The death of the 87 year-old was announced yesterday. The US Supreme Court announced her death, saying the cause was complications from cancer.
Ginsburg, the court's second female justice, died at her home in Washington.
In July she announced she was undergoing chemotherapy treatment for lesions on her liver, the latest of her several battles with cancer.
Celebrities such as former World No. 1 professional tennis player Billie Jean King took to Twitter after her death was announced.
"A Jewish teaching says those who die just before the Jewish new year are the ones God has held back until the last moment, because they were needed most and were the most righteous.
"We needed #RBG for so long, but together, we've got this now.
May she rest in power."
Many US politicians also expressed their condolences including Barack Obama, President Donald Trump, Joe Biden and Hilary and Bill Clinton.
Bill Clinton shared a photo of the pair on Twitter.
Prime Minister Jacinda Ardern also shared a message on social media yesterday acknowledging Ginsberg had died on Women's Suffrage Day in New Zealand.
Ginsburg spent her final years on the bench as the unquestioned leader of the court's liberal wing and became something of a rock star to her admirers.

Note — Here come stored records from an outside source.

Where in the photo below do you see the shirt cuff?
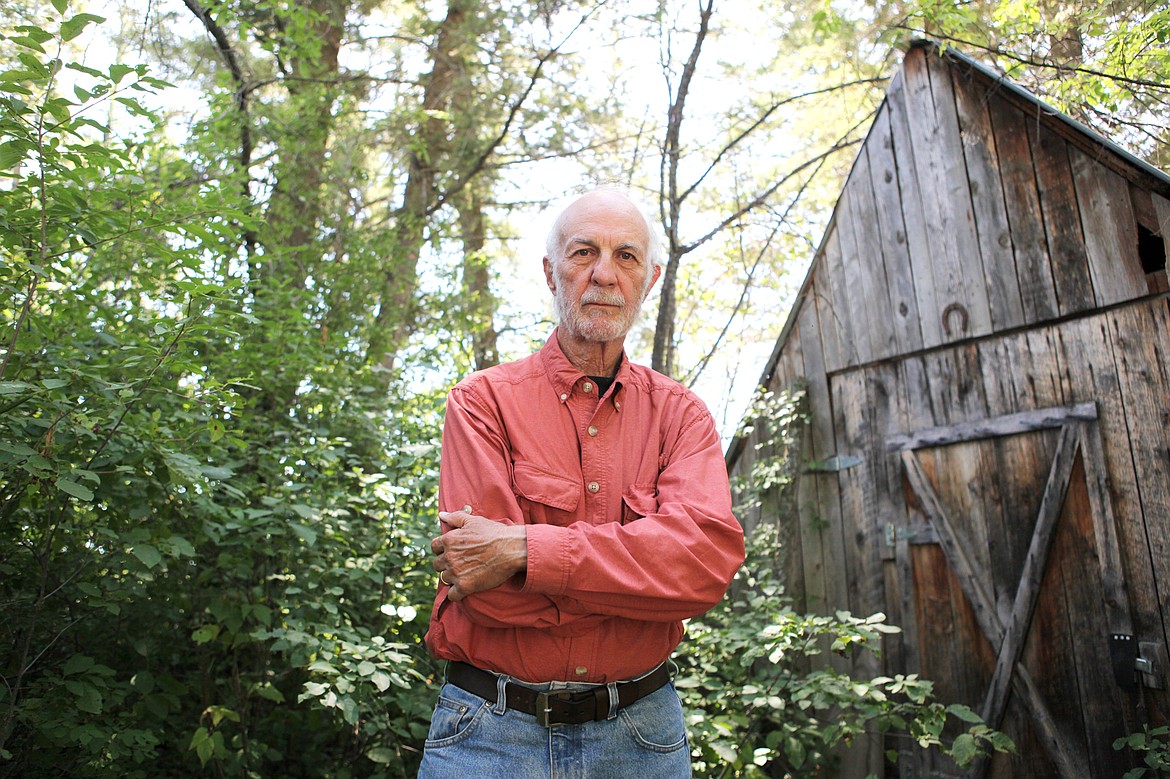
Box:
[524,525,570,595]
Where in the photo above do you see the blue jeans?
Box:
[419,677,690,779]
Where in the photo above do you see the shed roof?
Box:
[727,40,1170,468]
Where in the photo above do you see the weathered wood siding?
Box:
[729,40,1170,777]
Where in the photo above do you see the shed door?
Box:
[887,404,1134,777]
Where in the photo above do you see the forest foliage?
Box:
[0,0,1170,778]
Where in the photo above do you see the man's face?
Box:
[544,192,660,343]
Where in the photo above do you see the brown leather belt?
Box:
[447,661,670,728]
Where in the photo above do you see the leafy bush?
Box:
[1113,725,1170,779]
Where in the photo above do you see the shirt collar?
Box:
[541,330,632,402]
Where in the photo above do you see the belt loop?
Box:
[605,682,621,719]
[491,674,508,716]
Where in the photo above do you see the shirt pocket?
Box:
[512,462,581,525]
[621,484,659,525]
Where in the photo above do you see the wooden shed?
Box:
[728,43,1170,779]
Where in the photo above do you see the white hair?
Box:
[544,187,662,272]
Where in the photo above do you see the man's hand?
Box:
[431,506,528,601]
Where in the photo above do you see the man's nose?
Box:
[591,251,618,287]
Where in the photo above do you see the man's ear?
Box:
[642,264,662,302]
[544,257,557,295]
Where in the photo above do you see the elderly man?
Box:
[419,189,744,779]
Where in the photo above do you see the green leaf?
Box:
[290,525,317,546]
[110,64,135,84]
[61,655,95,676]
[951,733,979,767]
[61,14,105,41]
[77,684,102,713]
[191,625,219,643]
[370,670,390,692]
[0,139,33,170]
[187,728,215,766]
[366,746,398,765]
[56,476,94,502]
[130,544,163,568]
[947,703,983,724]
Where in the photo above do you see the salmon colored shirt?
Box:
[426,333,744,683]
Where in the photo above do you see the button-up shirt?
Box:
[427,333,744,683]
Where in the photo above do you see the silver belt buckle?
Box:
[536,692,552,728]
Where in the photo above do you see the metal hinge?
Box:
[805,455,861,474]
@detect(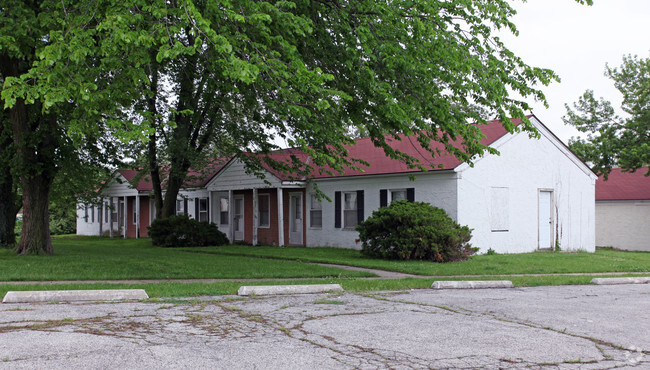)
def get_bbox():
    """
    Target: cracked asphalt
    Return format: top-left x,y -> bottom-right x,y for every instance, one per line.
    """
0,284 -> 650,369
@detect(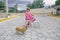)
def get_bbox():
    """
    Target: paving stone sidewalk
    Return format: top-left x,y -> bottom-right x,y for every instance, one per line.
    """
0,15 -> 60,40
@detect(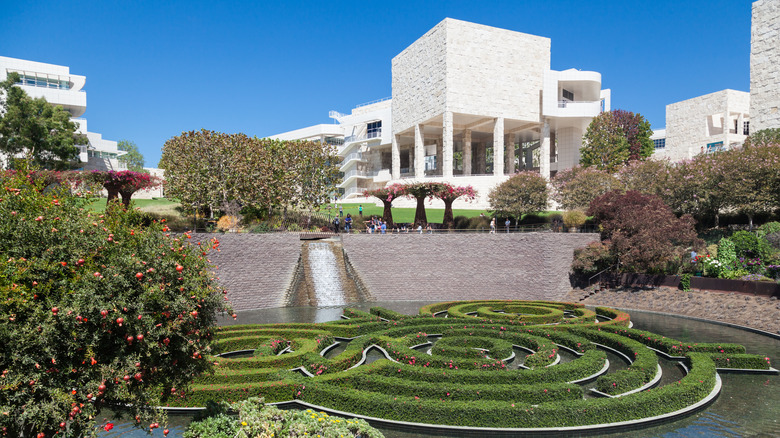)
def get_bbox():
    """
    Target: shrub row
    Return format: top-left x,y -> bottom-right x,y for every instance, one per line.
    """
296,353 -> 715,427
584,326 -> 745,356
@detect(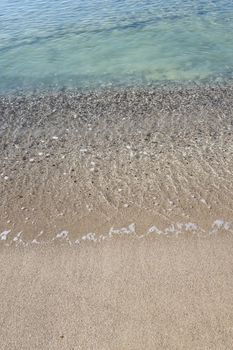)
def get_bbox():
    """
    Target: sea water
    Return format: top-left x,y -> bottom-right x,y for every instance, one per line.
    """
0,0 -> 233,91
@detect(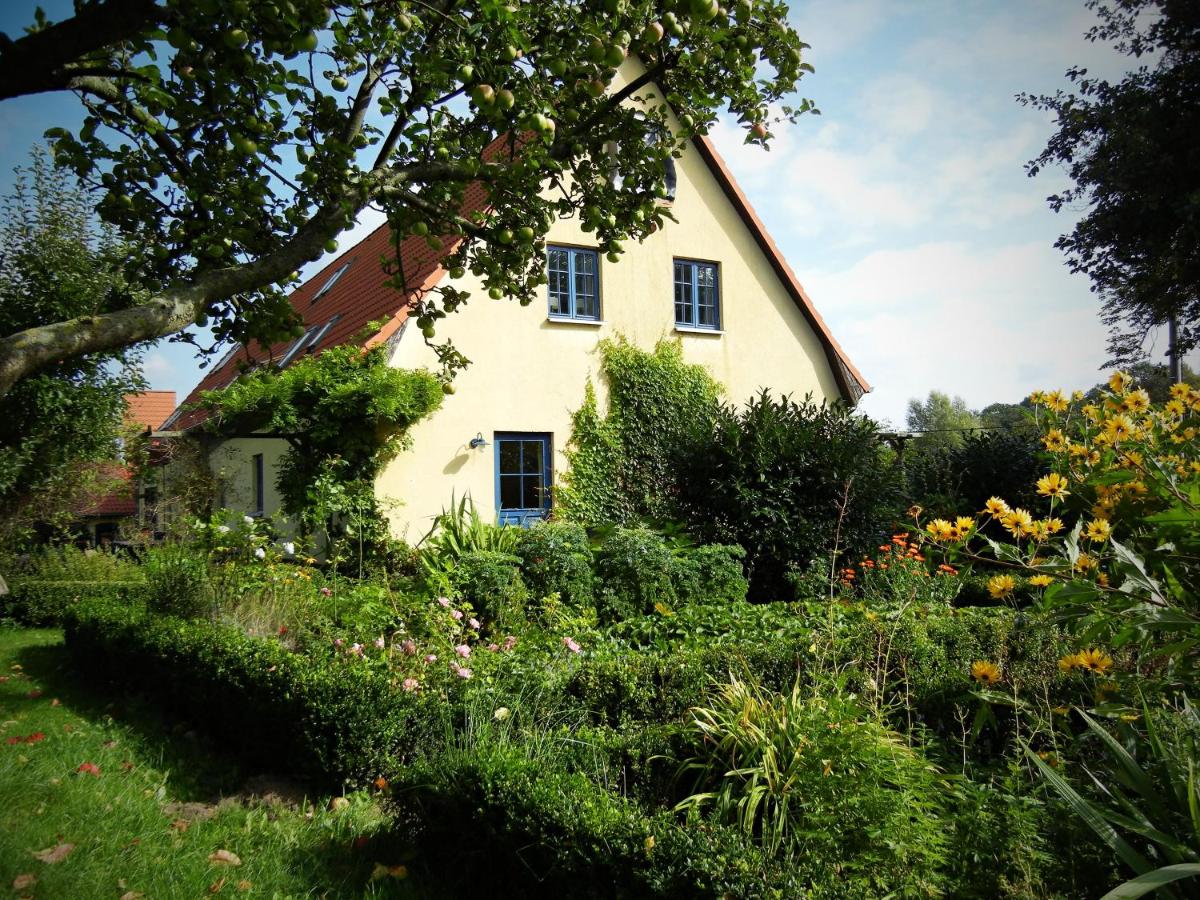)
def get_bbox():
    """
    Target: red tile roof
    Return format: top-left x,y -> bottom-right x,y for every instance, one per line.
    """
163,137 -> 871,430
125,391 -> 175,428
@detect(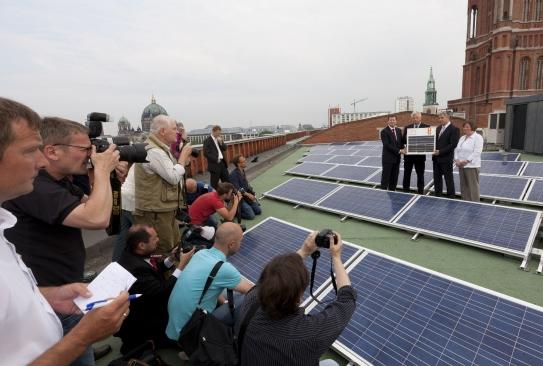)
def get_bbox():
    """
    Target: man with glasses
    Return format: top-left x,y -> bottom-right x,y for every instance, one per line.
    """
3,117 -> 119,365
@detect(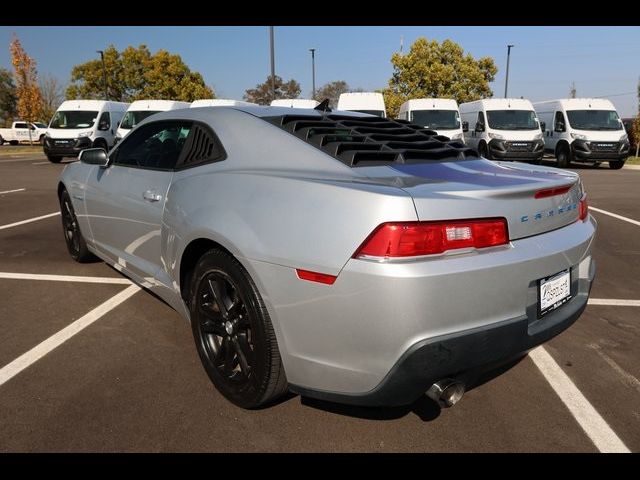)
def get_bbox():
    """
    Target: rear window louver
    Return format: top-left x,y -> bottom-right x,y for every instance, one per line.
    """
265,113 -> 477,167
182,124 -> 219,166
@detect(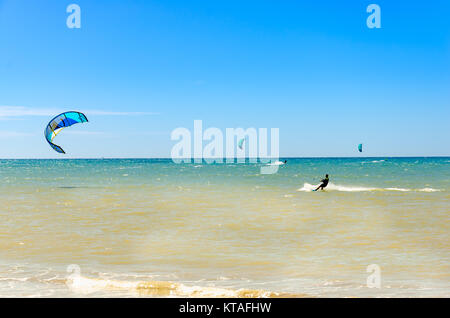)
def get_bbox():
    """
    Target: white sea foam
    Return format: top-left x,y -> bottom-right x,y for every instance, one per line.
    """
297,183 -> 441,192
268,161 -> 284,166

Young women especially seemed to embrace the court's Jewish grandmother, affectionately calling her the Notorious RBG, for her defence of the rights of women and minorities, and the strength and resilience she displayed in the face of personal loss and health crises.
Those health issues included five bouts with cancer beginning in 1999, falls that resulted in broken ribs, insertion of a stent to clear a blocked artery and assorted other hospitalisations after she turned 75.
She resisted calls by liberals to retire during Barack Obama's presidency at a time when Democrats held the Senate and a replacement with similar views could have been confirmed.
Instead, President Donald Trump will almost certainly try to push Ginsburg's successor through the Republican-controlled Senate — and move the conservative court even more to the right.